Орлов смотрел за борт, искоса поглядывая на Гореву. Лицо капитана было серьезным. Выходя в рейс, он надеялся, что пребывание на одном судне с Горевой сблизит их, яснее определятся их отношения, но ошибся: Горева держалась отчужденно и избегала разговоров, не касавшихся дела. Орлову невольно пришлось вести себя так же. В то же время он видел, что Нина охотно и много беседовала с Куриловым, весело смеялась над произношением Грауля.
Вот и сейчас она сбежала с мостика и, указывая на льдины с моржами, о чем-то спрашивала Грауля. Немец стал объяснять, и звонкий смех Горевой прокатился над палубой. Капитан ревниво взглянул на них и недовольный ушел в рубку к штурману.
Вернул его на мостик Курилов, находившийся в бочке на фок-мачте:
Фонтаны!
Все стали смотреть в ту сторону, куда показывал Курилов, но там, в туманной дымке, еще ничего не было видно.
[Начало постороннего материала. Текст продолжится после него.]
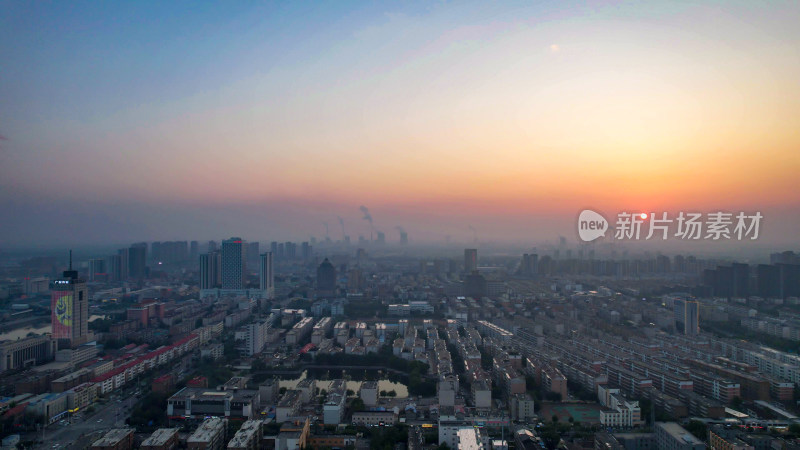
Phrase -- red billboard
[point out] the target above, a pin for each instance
(61, 314)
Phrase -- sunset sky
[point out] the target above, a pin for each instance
(132, 121)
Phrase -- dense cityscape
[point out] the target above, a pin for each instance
(413, 225)
(234, 344)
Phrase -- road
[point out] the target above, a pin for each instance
(83, 431)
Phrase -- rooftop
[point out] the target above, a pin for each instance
(160, 437)
(112, 437)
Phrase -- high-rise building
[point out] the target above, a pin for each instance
(306, 251)
(210, 270)
(234, 263)
(97, 269)
(69, 308)
(265, 275)
(124, 263)
(290, 250)
(194, 250)
(253, 254)
(687, 317)
(470, 260)
(114, 264)
(326, 278)
(530, 265)
(137, 261)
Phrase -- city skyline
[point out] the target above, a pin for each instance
(508, 119)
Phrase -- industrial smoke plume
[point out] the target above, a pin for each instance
(368, 218)
(341, 222)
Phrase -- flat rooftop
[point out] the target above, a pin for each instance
(160, 437)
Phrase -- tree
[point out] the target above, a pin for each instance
(357, 404)
(258, 365)
(698, 429)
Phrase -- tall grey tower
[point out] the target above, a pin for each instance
(209, 270)
(265, 276)
(234, 263)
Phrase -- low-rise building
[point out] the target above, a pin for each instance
(161, 439)
(369, 393)
(248, 437)
(210, 435)
(199, 402)
(374, 418)
(288, 406)
(333, 408)
(671, 436)
(116, 439)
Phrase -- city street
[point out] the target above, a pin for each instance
(82, 432)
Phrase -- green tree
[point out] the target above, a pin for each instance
(698, 429)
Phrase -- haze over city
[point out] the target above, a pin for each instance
(147, 121)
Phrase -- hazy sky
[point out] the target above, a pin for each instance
(142, 120)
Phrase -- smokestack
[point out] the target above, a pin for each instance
(368, 218)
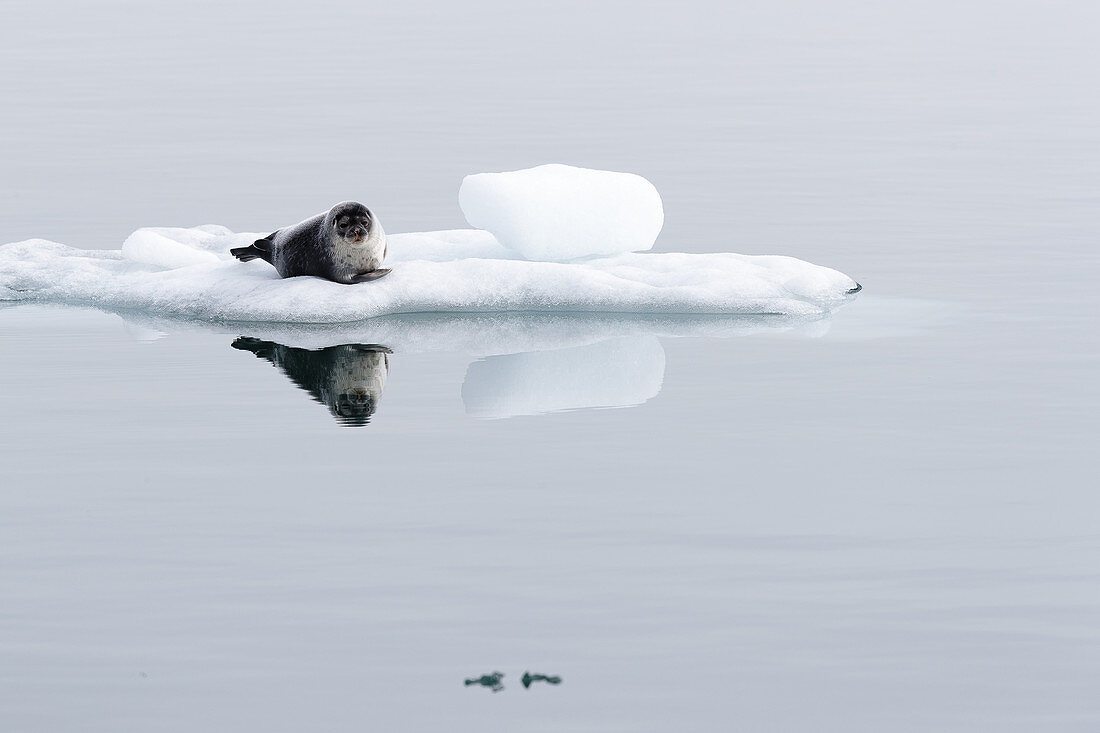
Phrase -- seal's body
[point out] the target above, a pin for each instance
(347, 244)
(348, 379)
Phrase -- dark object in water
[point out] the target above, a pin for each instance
(528, 678)
(492, 681)
(348, 379)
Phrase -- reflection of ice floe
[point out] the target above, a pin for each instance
(482, 335)
(615, 373)
(189, 273)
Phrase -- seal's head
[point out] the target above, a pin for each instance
(351, 221)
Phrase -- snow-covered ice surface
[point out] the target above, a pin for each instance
(189, 273)
(562, 212)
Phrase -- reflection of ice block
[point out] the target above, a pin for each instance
(562, 212)
(614, 373)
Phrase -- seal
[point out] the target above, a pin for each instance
(348, 379)
(347, 244)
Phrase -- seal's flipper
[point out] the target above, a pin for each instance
(257, 250)
(367, 276)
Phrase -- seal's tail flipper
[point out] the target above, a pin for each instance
(257, 250)
(367, 276)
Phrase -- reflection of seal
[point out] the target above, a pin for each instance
(347, 244)
(348, 379)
На палубе установилось напряженное ожидание. Моряки почему-то переговаривались вполголоса. Грауль возился у пушки.
Наконец, справа, а потом слева по борту показались фонтаны. Еще через несколько минут можно было разглядеть блестевшие в воде спины животных.
Грауль подал команду и приготовился к стрельбе. Началась охота. Курилов спустился с фок-мачты и следил за Граулем, за каждой его командой, движением. Леонтий все больше заинтересовывался гарпунерским делом. Его удивило, что гарпунер не стрелял, хотя кит, повернувшийся боком к судну, представлял собой хорошую мишень. Грауль требовал завести судно в хвост животному, напуганному шумом машины. Шли часы. Кит снова оказался совсем близко: он шел наперерез ходу судна.
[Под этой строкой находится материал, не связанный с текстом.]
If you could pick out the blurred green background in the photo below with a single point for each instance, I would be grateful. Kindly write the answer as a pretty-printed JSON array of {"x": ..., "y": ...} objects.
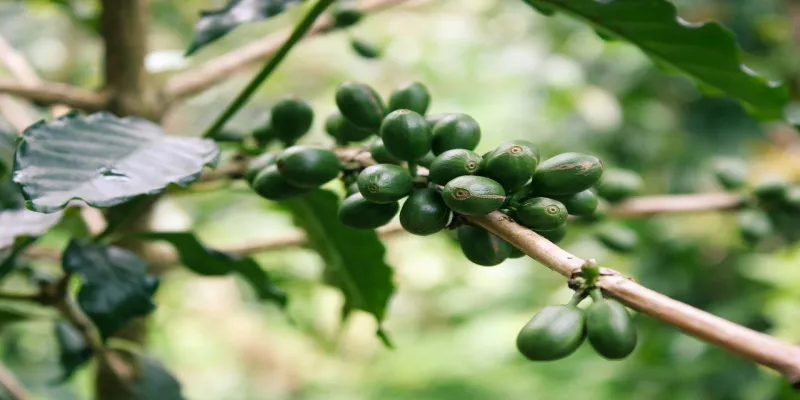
[{"x": 521, "y": 75}]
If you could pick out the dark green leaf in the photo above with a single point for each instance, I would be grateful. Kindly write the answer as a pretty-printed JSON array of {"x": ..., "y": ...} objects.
[
  {"x": 707, "y": 52},
  {"x": 10, "y": 196},
  {"x": 7, "y": 146},
  {"x": 115, "y": 286},
  {"x": 104, "y": 160},
  {"x": 154, "y": 382},
  {"x": 215, "y": 24},
  {"x": 205, "y": 261},
  {"x": 22, "y": 222},
  {"x": 73, "y": 351},
  {"x": 354, "y": 258}
]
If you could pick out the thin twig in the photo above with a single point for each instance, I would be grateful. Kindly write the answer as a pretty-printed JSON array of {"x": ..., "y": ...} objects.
[
  {"x": 203, "y": 77},
  {"x": 51, "y": 93},
  {"x": 298, "y": 32},
  {"x": 21, "y": 117},
  {"x": 12, "y": 386},
  {"x": 755, "y": 346}
]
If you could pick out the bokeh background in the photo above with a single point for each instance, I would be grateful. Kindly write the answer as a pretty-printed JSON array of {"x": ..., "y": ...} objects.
[{"x": 521, "y": 75}]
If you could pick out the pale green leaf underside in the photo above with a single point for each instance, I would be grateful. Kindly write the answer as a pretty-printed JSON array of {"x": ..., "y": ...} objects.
[
  {"x": 22, "y": 222},
  {"x": 707, "y": 53},
  {"x": 104, "y": 160}
]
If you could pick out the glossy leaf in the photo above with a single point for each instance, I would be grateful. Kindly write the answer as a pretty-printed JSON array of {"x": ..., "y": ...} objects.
[
  {"x": 22, "y": 222},
  {"x": 10, "y": 196},
  {"x": 115, "y": 286},
  {"x": 154, "y": 382},
  {"x": 104, "y": 160},
  {"x": 206, "y": 261},
  {"x": 353, "y": 257},
  {"x": 707, "y": 53},
  {"x": 215, "y": 24},
  {"x": 7, "y": 146},
  {"x": 73, "y": 350}
]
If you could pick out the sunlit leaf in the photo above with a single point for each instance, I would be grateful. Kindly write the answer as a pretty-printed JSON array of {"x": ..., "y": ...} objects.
[
  {"x": 707, "y": 53},
  {"x": 104, "y": 160}
]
Эх, сейчас бы стрелять! — не выдержав, воскликнул Курилов. — Цель-то какая! А?
Но гарпунер вновь приказал, чтобы судно зашло киту в хвост, и только после этого выстрелил. Лишь после четвертого гарпуна кита подтянули к борту. Было решено подарить эту первую добычу у берегов Чукотки жителям чукотского поселка. Тнагыргин с благодарностью принял подарок:
Теперь наш поселок надолго обеспечен мясом и салом.
Чукча взглянул на тушу кита и о чем-то задумался. Оставив его на мостике, Орлов ушел к радисту и передал на базу сообщение о том, что обнаружены китовые стада. Северов ответил: «Снимаемся с якоря. Подарок местному населению одобряем».
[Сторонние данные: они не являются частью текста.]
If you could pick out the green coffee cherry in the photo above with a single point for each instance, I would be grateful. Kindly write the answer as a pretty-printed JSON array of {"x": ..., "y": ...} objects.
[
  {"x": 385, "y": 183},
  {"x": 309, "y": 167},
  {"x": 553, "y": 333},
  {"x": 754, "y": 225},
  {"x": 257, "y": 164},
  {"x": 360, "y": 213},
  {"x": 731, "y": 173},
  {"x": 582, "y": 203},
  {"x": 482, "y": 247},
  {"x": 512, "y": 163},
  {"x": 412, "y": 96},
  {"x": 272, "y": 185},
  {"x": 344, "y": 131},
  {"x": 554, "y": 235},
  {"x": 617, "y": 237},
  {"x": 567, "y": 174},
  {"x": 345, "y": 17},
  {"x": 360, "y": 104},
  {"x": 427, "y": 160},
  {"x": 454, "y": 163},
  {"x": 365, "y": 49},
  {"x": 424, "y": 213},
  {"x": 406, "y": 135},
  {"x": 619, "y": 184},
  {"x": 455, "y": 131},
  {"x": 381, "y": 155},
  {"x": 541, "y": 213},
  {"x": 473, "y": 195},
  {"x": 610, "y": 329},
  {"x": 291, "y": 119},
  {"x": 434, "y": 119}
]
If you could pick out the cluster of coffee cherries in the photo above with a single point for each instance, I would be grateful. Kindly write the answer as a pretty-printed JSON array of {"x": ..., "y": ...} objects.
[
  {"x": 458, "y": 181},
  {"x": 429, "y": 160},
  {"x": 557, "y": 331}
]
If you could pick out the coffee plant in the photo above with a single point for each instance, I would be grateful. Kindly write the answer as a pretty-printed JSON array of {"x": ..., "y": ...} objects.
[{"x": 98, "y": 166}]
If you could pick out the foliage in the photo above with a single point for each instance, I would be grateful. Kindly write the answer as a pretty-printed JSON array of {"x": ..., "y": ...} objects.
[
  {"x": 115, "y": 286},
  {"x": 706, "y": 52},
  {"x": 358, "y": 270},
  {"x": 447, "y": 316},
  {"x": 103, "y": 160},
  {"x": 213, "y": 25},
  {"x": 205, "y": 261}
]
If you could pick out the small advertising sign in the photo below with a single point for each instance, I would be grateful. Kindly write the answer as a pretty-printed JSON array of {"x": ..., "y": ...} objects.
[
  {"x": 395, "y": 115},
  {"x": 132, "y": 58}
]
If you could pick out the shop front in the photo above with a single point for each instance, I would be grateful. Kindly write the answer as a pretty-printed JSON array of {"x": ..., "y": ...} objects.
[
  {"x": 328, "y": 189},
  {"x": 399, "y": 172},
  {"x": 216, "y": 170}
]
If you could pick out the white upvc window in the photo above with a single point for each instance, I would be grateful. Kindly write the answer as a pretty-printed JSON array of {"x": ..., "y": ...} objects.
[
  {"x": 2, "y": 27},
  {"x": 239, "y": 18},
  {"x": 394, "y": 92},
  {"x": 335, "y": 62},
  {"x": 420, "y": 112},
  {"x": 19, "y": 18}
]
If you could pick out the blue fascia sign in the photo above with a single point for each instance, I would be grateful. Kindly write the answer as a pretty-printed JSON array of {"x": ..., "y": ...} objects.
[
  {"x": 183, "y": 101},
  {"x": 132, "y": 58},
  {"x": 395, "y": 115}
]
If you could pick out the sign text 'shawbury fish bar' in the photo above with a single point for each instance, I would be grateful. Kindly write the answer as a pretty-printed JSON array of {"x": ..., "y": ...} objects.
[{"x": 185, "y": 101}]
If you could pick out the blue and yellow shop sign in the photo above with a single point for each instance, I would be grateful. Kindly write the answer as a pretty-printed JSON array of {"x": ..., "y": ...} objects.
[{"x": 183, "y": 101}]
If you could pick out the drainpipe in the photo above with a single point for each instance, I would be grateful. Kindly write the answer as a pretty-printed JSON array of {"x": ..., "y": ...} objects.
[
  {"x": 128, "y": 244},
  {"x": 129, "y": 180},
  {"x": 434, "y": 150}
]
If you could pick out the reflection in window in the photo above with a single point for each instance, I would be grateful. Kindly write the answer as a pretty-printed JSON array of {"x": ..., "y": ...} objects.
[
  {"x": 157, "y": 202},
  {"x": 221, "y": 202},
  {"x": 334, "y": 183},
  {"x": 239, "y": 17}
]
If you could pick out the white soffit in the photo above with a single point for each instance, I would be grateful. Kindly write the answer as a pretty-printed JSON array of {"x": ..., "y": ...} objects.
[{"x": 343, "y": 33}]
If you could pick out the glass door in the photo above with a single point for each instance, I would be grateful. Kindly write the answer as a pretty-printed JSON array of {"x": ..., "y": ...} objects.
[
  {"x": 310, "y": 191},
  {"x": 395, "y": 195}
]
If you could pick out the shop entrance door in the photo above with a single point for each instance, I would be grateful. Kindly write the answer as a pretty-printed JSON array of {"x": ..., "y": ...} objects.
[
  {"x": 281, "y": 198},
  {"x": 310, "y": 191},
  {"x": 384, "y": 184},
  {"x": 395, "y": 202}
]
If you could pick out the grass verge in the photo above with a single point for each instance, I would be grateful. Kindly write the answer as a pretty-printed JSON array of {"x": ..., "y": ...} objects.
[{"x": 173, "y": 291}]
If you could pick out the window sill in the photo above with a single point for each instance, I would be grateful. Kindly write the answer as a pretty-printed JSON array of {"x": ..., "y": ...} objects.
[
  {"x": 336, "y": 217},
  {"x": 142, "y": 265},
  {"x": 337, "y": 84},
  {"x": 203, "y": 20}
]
«Труд» с развевающимся вымпелом разрезал студеные воды. Он вел на буксире первого кита, добытого на севере — на открытых советскими китобоями летних северных пастбищах морских исполинов. Орлов впервые за время плавания на китобойце испытывал чувство горделивого удовлетворения.
... Встреча с Захматовой взволновала и растревожила старого боцмана. На него нахлынули воспоминания обо всем, что было на норвежской флотилии «Вега». И эти воспоминания ничего, кроме боли и печали, не принесли Журбе. Максим Остапович помрачнел, стал угрюмее, хотя по-прежнему умело выполнял свои многочисленные обязанности.
Увлеченные разведкой китовых стад, занятые трудными вахтами, постоянной борьбой с неспокойными водами, китобои не замечали перемен в характере своего боцмана. Однако это не прошло мимо внимательного, все замечающего Грауля. Уже утром, после посещения моряками берега, гарпунер уловил на себе пристальные и недружелюбные взгляды Журбы.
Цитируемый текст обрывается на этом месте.